The team found that the length of time for the Walker Circulation to switch between El Niño-like and La Niña-like phases has slowed slightly over the industrial era between 1850 and 2000.

“That means in the future we could see more of these multiyear La Niña or El Niño events as the atmospheric flow above the Pacific Ocean switches more slowly between the two phases,” Falster said.

Such events could intensify regional risks of drought, fire, rains and floods in a pattern already devastating many parts of the world. The team also found that volcanic eruptions affected the circulation, consistently weakening it to cause El Niño-like conditions.

The good news is that the researchers have yet to find any significant change in the Walker Circulation’s strength — a surprising result, Stevenson said, given that most climate models suggest it will weaken by the end of the 21st century.
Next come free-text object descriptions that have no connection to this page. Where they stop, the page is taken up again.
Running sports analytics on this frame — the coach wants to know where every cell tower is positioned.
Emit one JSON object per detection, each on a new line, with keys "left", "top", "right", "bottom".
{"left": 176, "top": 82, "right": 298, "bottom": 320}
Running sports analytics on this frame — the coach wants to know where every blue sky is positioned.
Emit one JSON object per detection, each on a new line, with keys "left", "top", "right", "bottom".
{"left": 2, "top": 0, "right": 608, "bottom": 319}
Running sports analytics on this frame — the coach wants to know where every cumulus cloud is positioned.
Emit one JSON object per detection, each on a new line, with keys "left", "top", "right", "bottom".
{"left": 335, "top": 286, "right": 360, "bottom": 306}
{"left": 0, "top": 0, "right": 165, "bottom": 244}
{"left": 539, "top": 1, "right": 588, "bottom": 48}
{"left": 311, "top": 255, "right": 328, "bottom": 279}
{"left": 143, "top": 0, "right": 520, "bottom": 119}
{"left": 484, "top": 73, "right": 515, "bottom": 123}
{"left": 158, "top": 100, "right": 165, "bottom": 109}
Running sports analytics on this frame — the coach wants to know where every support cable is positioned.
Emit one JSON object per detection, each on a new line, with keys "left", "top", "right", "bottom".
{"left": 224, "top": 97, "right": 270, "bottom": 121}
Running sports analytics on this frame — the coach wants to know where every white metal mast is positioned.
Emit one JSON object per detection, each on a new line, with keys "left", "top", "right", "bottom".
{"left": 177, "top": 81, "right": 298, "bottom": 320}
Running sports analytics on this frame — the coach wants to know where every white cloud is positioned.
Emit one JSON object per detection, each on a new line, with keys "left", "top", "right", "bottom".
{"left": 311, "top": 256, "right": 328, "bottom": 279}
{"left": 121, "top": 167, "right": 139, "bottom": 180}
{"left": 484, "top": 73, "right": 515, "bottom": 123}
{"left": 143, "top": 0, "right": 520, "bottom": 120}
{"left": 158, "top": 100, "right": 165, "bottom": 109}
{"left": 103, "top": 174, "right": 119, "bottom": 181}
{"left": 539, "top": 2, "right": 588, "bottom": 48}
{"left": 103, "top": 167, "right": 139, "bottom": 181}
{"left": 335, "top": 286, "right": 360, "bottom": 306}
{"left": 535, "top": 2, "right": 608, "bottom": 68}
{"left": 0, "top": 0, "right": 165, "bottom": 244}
“Although there is no significant PWC trend since the onset of anthropogenic forcing (around 1850), an anomalous PWC strengthening trend over the past couple of decades, as well as an industrial-era shift towards lower-frequency variability, suggests that the PWC may be responding to anthropogenic forcing, albeit in ways that are not consistently reproduced by climate model simulations,” the authors wrote.

Coats describes the study as one that provides longterm context for a fundamental component of the tropics’ atmosphere-ocean system.

“Understanding how the Pacific Walker Circulation is affected by climate change will enable communities across the Pacific and beyond to better prepare for the challenges they may face in the coming decades,” Coats said.

Investigating how climate change affects the Walker Circulation is also crucial for creating reliable predictions, Stevenson explained, adding that if researchers don’t know what happened in the real world, they wouldn’t know whether their models accurately predict future changes, impacts and risks.

Moving forward, the team is investigating potential culprits for documented circulation changes while a doctoral student of Stevenson creates a model that integrates isotope ratios. Developing the model, researchers say, will predict measurements that can allow them to test different hypotheses.